Can someone please help me solve this?
$$\cos^{2}{\theta}-\sin{\theta} = 1, \quad\theta\in[0^{\circ}, 360^{\circ}]$$
Can someone please help me solve this?
$$\cos^{2}{\theta}-\sin{\theta} = 1, \quad\theta\in[0^{\circ}, 360^{\circ}]$$
Notice, we have
$$\cos^2\theta-\sin\theta=1$$ $$1-\sin^2\theta-\sin\theta=1$$ $$-\sin^2\theta-\sin\theta=0$$ $$\sin^2\theta+\sin\theta=0$$ $$\sin\theta(\sin\theta+1)=0$$ $$\sin\theta=0\iff \theta=n(180^\circ)$$ Where, $n$ is any integer.
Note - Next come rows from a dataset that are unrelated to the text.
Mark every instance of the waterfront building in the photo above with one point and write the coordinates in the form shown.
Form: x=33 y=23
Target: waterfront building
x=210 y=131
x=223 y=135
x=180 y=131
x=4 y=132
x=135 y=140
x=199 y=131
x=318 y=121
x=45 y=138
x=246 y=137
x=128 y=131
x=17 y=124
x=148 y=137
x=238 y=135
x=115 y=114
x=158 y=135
But for the given interval $[0^\circ, 360^\circ]$, substituting $n=0, 1, 2$, we get
$$ \theta=0^\circ, 180^\circ, 360^\circ$$ Now, $$\sin\theta+1=0$$ $$\sin\theta=-1\iff \theta=2n(180^\circ)-90^\circ$$ But for given interval $[0^\circ, 360^\circ]$, substituting $n=1$ we get
$$\theta= 270^\circ$$ Hence, we have $$\color{red}{\theta}=\left\{\color{blue}{0^\circ, 180^\circ, 270^\circ, 360^\circ} \right\}$$
$\cos^{2}(\theta) - \sin(\theta) = \cos^{2}(\theta) + \sin^{2}(\theta)$, (using Pythagorean Identity)
$\sin^{2}(\theta) + \sin(\theta) = 0$,
let $x = \sin(\theta)$
$x^{2}+ x = 0$
$x=\frac{-1 \pm \sqrt{1^{2}- 4(1)(0)}}{2}$, (Quadratic Formula)
$x = 0$, $x = -1$
substitute $\sin(\theta)$ back in and solve
$0 = \sin(\theta) \Rightarrow \theta = 0^{\circ},180^{\circ},360^{\circ}$
$-1 = \sin(\theta) \Rightarrow \theta = -270^{\circ}$
$\theta = \{0^{\circ},180^{\circ},270^{\circ},360^{\circ}\}$.